United States’ CBDC development may even benefit from being the last to launch—why not let the other central banks fix the bugs first. It is also not entirely true that the global balance will shift should the digital yuan be launched first as it is essential for America’s economy and fiscal policy that keeps the world spending in dollars, not the format of the money.
As Federal Reserve Chairman Jerome Powell concurred with this sentiment and said at a recent IMF panel:
“WE HAVE NOT MADE A DECISION TO ISSUE A CBDC, AND WE THINK THERE’S A GREAT DEAL OF WORK YET TO BE DONE. […] IN FACT, I ACTUALLY DO THINK THAT CBDC IS ONE OF THOSE ISSUES WHERE IT’S MORE IMPORTANT FOR THE UNITED STATES TO GET IT RIGHT THAN IT IS TO BE FIRST.”
CBDC’s Have Hidden Risks
Letting others go first is often a smart strategy. The launch of a CBDC by any government could be a potential minefield, and we would rather see out competitors set off a few explosions before we venture the path ourselves.
While economists speculate on what the effects of issuing a CBDC might be on traditional banking systems, the actual results are unclear at this point. Many prominent economists believe CBDCs could increase the ability for customers to go on banking runs, particularly in unstable economic conditions like the COVID-19 crisis. What is to stop panicking depositors from fleeing banks into 100% safe central bank digital currency?
Fast Payments Already Exist in the US
During the same IMF panel in October, Fed Chair Jerome Powell also said:
“WE HAVE A HIGHLY BANKED POPULATION SO THAT MANY—ALTHOUGH NOT ALL—ALREADY HAVE ACCESS TO THE ELECTRONIC PAYMENTS SYSTEM.”
And this statement is authentic, networks such as MasterCard Send, Visa Direct, and The Clearing House’s Real-Time Payments system are all blanketing the US with real-time, domestic, person-to-person payments.

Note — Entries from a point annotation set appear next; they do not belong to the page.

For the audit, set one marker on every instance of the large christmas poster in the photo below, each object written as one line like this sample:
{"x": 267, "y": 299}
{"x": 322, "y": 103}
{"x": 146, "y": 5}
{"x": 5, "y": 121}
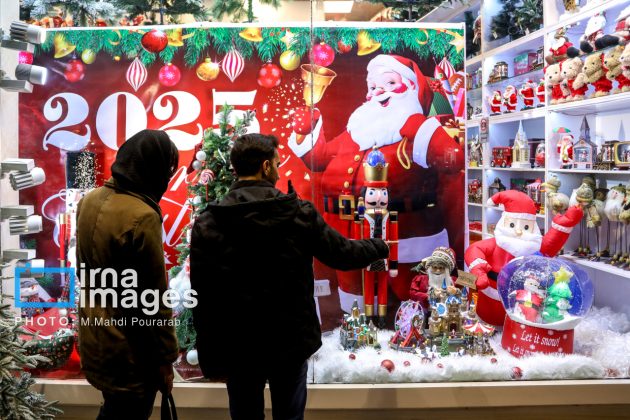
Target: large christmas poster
{"x": 337, "y": 97}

While a CBDC or digital dollars would have been useful for the instant delivery of the COVID-19 stimulus aid packages to citizens, some who ended up waiting months for the $1,200 cheques—beyond a crisis, there is no immediate need for the central bank to have digital payments.
Additionally, the ISO 20022 uniform standard of global payments will also be enhancing the cost the speed of SWIFT which is set to make a huge comeback, and the Federal Reserve’s has also already announced the development of its own 24/7 instant payments called FEDNow.
In addition to the above, just designing and maintaining a retail-facing payments system would be a political minefield and open up debates on freedom—with Libertarians wanting anonymous transactions but regulators demanding traceability.
The political left may posture for financial inclusion, while the right may leverage the system to scrutinize immigrant welfare benefits more heavily.
Given all the list of possible complications, it seems that the Federal Reserve’s strategy to let the other central banks charge out first may be the smart decisions. By sitting back, they can ensure that they are better prepared for the landmines that China may inevitably set off in their determination to be first.
In the race for CBDC dominance going last could hold all the advantages.